Este dilema atinge em cheio os três objetivos dos sionistas ao criarem
Israel, que eram ter um Estado judeu, democrático e na terra bíblica.
Mas é impossível ter os três. Pois, se quiser ter um Estado no
território desejado, deve capturar uma população árabe (que era de 1
milhão em 1967 e chega perto dos 4 milhões atualmente), e a
predominância judaica deixa de existir, a não ser que se imponha uma
espécie de apartheid. Se quiser ter a predominância judaica e a
democracia, precisa abrir mão do território. O dilema atualmente é
como equilibrar os três objetivos.


G1 - Como a Guerra dos Seis Dias se reflete na atual situação de
conflitos no Oriente Médio?
Hollis - Há duas questões importantes. A primeira é que há um conflito
histórico sobre a localização do Estado de Israel na região, fato
interligado à questão dos refugiados palestinos, que vem desde a
criação de Israel e a guerra de 1948. É um conflito bem anterior à
Guerra dos Seis dias, e que se mantém até hoje.

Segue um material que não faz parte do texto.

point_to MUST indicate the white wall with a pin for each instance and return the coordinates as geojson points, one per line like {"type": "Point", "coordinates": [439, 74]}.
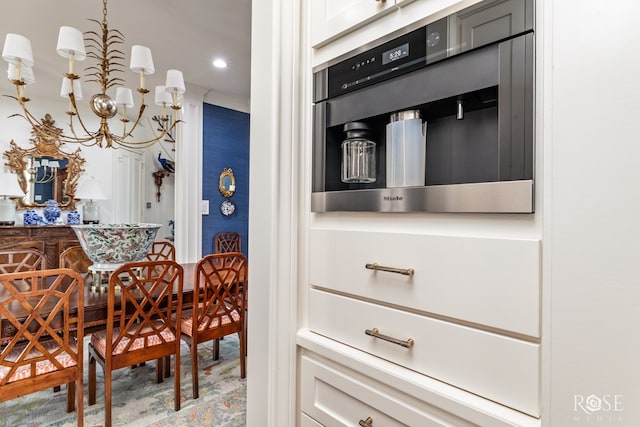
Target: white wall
{"type": "Point", "coordinates": [592, 210]}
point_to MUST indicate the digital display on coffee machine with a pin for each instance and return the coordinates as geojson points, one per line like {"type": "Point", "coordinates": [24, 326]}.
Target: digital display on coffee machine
{"type": "Point", "coordinates": [395, 54]}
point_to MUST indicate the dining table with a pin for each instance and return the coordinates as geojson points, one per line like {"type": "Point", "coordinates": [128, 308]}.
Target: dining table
{"type": "Point", "coordinates": [95, 304]}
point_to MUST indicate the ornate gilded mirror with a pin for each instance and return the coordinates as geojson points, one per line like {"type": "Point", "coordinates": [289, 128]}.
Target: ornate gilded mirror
{"type": "Point", "coordinates": [44, 171]}
{"type": "Point", "coordinates": [227, 183]}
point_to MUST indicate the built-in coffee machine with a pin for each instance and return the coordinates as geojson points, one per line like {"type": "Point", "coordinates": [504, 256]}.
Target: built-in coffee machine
{"type": "Point", "coordinates": [439, 119]}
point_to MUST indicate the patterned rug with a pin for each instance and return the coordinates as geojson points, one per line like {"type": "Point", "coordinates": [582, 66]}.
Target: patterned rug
{"type": "Point", "coordinates": [139, 401]}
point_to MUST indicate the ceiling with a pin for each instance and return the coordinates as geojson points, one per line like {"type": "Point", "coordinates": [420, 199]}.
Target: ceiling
{"type": "Point", "coordinates": [184, 35]}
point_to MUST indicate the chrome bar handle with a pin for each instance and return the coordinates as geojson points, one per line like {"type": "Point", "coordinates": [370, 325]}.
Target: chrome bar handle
{"type": "Point", "coordinates": [375, 266]}
{"type": "Point", "coordinates": [375, 332]}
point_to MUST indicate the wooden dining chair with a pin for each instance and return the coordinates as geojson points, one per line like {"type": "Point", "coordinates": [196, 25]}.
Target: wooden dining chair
{"type": "Point", "coordinates": [40, 326]}
{"type": "Point", "coordinates": [220, 289]}
{"type": "Point", "coordinates": [227, 241]}
{"type": "Point", "coordinates": [143, 298]}
{"type": "Point", "coordinates": [162, 250]}
{"type": "Point", "coordinates": [14, 260]}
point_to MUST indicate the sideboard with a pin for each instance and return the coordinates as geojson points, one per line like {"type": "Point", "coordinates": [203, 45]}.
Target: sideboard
{"type": "Point", "coordinates": [49, 239]}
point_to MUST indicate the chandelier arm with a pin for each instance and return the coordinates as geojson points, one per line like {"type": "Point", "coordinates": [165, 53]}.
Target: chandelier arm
{"type": "Point", "coordinates": [90, 134]}
{"type": "Point", "coordinates": [30, 118]}
{"type": "Point", "coordinates": [147, 143]}
{"type": "Point", "coordinates": [135, 124]}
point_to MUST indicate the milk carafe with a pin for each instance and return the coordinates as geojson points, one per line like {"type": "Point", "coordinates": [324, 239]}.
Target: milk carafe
{"type": "Point", "coordinates": [406, 149]}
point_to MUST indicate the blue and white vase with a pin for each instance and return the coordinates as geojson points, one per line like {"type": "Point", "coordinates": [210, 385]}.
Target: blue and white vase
{"type": "Point", "coordinates": [31, 217]}
{"type": "Point", "coordinates": [73, 217]}
{"type": "Point", "coordinates": [52, 212]}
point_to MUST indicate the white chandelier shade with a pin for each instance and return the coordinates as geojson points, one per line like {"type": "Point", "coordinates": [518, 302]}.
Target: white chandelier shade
{"type": "Point", "coordinates": [17, 50]}
{"type": "Point", "coordinates": [71, 44]}
{"type": "Point", "coordinates": [26, 74]}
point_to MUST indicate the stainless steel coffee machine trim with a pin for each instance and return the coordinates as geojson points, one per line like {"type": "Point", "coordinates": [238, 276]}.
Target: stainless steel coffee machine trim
{"type": "Point", "coordinates": [494, 197]}
{"type": "Point", "coordinates": [477, 95]}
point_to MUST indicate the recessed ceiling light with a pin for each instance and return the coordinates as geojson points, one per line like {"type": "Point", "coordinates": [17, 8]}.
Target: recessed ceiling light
{"type": "Point", "coordinates": [219, 63]}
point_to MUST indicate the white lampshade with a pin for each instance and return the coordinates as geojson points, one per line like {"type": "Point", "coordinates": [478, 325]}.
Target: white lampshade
{"type": "Point", "coordinates": [66, 88]}
{"type": "Point", "coordinates": [26, 73]}
{"type": "Point", "coordinates": [175, 81]}
{"type": "Point", "coordinates": [9, 186]}
{"type": "Point", "coordinates": [90, 189]}
{"type": "Point", "coordinates": [162, 96]}
{"type": "Point", "coordinates": [71, 42]}
{"type": "Point", "coordinates": [17, 49]}
{"type": "Point", "coordinates": [141, 60]}
{"type": "Point", "coordinates": [124, 96]}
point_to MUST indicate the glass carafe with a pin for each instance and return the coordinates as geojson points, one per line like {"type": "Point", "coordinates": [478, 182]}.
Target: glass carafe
{"type": "Point", "coordinates": [358, 154]}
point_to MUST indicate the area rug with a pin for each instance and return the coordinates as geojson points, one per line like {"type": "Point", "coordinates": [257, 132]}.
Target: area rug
{"type": "Point", "coordinates": [139, 401]}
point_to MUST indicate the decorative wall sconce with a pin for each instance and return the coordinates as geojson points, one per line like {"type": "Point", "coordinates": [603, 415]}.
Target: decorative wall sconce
{"type": "Point", "coordinates": [158, 176]}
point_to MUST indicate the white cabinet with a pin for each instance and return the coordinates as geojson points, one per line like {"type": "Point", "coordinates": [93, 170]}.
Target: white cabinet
{"type": "Point", "coordinates": [334, 18]}
{"type": "Point", "coordinates": [493, 282]}
{"type": "Point", "coordinates": [499, 368]}
{"type": "Point", "coordinates": [335, 396]}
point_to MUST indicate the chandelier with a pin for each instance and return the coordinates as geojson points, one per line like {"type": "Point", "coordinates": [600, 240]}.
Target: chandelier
{"type": "Point", "coordinates": [102, 47]}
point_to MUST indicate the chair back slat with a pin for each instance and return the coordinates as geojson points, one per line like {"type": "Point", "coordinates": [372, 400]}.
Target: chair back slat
{"type": "Point", "coordinates": [38, 341]}
{"type": "Point", "coordinates": [13, 261]}
{"type": "Point", "coordinates": [162, 251]}
{"type": "Point", "coordinates": [149, 294]}
{"type": "Point", "coordinates": [227, 241]}
{"type": "Point", "coordinates": [221, 288]}
{"type": "Point", "coordinates": [76, 259]}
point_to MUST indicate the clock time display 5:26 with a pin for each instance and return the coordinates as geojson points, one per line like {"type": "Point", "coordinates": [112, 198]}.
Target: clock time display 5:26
{"type": "Point", "coordinates": [395, 54]}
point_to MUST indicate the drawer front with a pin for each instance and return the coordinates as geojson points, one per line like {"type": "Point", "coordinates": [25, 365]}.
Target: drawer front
{"type": "Point", "coordinates": [307, 421]}
{"type": "Point", "coordinates": [334, 397]}
{"type": "Point", "coordinates": [499, 368]}
{"type": "Point", "coordinates": [54, 231]}
{"type": "Point", "coordinates": [493, 282]}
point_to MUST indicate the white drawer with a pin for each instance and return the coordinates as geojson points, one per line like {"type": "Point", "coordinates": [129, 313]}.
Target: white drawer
{"type": "Point", "coordinates": [334, 397]}
{"type": "Point", "coordinates": [499, 368]}
{"type": "Point", "coordinates": [307, 421]}
{"type": "Point", "coordinates": [489, 281]}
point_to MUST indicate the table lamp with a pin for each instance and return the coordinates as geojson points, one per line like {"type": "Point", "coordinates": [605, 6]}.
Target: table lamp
{"type": "Point", "coordinates": [90, 190]}
{"type": "Point", "coordinates": [8, 188]}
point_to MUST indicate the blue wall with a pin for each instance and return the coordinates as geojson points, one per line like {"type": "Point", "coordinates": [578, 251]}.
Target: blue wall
{"type": "Point", "coordinates": [225, 142]}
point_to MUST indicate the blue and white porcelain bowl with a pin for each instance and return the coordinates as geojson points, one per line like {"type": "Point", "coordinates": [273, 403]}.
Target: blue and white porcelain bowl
{"type": "Point", "coordinates": [30, 217]}
{"type": "Point", "coordinates": [73, 218]}
{"type": "Point", "coordinates": [111, 245]}
{"type": "Point", "coordinates": [52, 211]}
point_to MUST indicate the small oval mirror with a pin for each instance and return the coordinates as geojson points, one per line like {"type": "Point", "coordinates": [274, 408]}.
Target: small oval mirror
{"type": "Point", "coordinates": [227, 183]}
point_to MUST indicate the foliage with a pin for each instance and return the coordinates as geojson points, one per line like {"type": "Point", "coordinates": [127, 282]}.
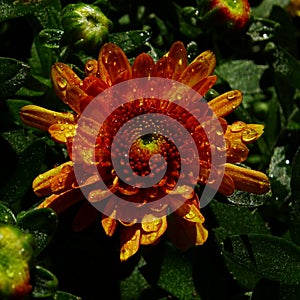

A pesquisadora britânica Rosemary Hollis ( Foto: Divulgação)A segunda
questão é que depois da guerra de 1967 as possibilidades para a
resolução do conflito se distanciaram da discussão sobre a própria
existência de Israel. Israel conseguiu isso em seu tratado de paz com
o Egito em 1978, quando devolveu os territórios daquele país em troca
de paz. Uma paz que dura até hoje entre os dois países. Há uma questão
controversa na relação entre Israel e os países árabes, que exigem que
o seu território conquistado por Israel também seja devolvido.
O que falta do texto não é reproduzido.